Potential avenues for future ADC research include the following strategies: (1) Exploring recombinant antibody approaches to enhance ADC internalization and lysosomal trafficking: Studies related to the domains of bAbs and bispecific affinity molecules to augment ADC internalization and lysosomal trafficking are ongoing [139]. As an alternative to antibodies, antibody recombinants, including lysosome-sorting or cell-penetrating peptides, are being investigated [140]. (2) Study of novel payload platforms, conjugation technologies, and linking strategies to improve ADC efficacy while reducing toxicity: Currently, advancements in this field are driven by next-generation ADCs demonstrating enhanced effectiveness, reduced toxicity, and diverse modes of action [141]. Designing cleavable linkers and explicating their release mechanisms could be a key focus in the future [142]. The development of reliable and site-specific conjugation strategies is ongoing to ensure the production of homogeneous ADCs with consistent quality [143]. (3) Improving ADC therapy through clinical and translational research, the possibility of combination therapy to improve drug efficacy and decrease ADC resistance has been considered [144]. (4) Studying the clinical biomarkers will improve patient selection and help monitor response signals to augment ADC efficacy [144].

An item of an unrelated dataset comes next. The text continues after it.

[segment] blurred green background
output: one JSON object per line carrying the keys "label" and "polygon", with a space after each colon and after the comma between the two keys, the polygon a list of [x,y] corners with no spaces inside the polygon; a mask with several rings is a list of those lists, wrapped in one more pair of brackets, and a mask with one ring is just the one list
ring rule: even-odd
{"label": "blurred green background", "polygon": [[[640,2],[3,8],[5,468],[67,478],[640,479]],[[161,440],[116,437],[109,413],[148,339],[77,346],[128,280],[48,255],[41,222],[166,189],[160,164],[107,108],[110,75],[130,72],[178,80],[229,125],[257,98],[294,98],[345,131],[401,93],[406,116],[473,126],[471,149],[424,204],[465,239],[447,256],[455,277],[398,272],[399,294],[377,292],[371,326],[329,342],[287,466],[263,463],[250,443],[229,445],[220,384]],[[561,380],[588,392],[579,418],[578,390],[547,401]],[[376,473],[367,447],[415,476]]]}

An adenovirus-based vaccine known as Ad-HER3 or Ad-HER3-FL, encoding the full-length human HER3 receptor, has been developed and evaluated in preclinical trials. It has been discovered that ad-HER3 effectively stimulates T-cell responses against malignancies and generates antibodies against HER3. Even when mBC patients exhibit resistance to HER2-targeted therapies, these antibodies may be useful against the disease. Additionally, reports of increased effectiveness when Ad-HER3-FL is used alongside PD-1/PD-L1 and CTLA4 dual blockade therapy suggest that HER3 could be a promising target for antitumor vaccines [128, 129].

Conclusions

Overexpression of HER3 plays a crucial role in promoting mBC and providing resistance to treatments targeting HER receptors and chemotherapeutic agents. Although HER3 was identified more than 30 years ago, no therapeutic interventions have reached clinical approval to date. While mAbs and bAbs have shown some effectiveness, their clinical benefits are limited, leading to the discontinuation of their development. The failure of these antibody therapies may be due to the use of incorrect antibody epitopes, pharmacokinetic problems, or a lack of biomarkers. In addition, targeting ErbB3 in isolation may not be sufficient to fully inhibit cancer cell signaling. Therefore, combination therapy targeting ErbB3 and other anti-ErbB receptors or growth factor receptors, as well as hormonal therapy, chemotherapy, immunotherapy, or radiotherapy, may enhance therapeutic effects. ADCs exhibit potential in cancer treatment and offer a promising therapeutic advantage for managing mBC. Delivering therapeutics to ErbB3-expressing cancer cells with anti-ErbB3 ADCs is a promising area for clinical trials. Moreover, the expression of the receptor alone is necessary but not sufficient for the response to ErbB3 therapies. Emerging data suggest that more sophisticated biomarkers are needed. Therefore, to improve clinical outcomes, prospective biomarker validation and HER3-targeted drug studies are essential.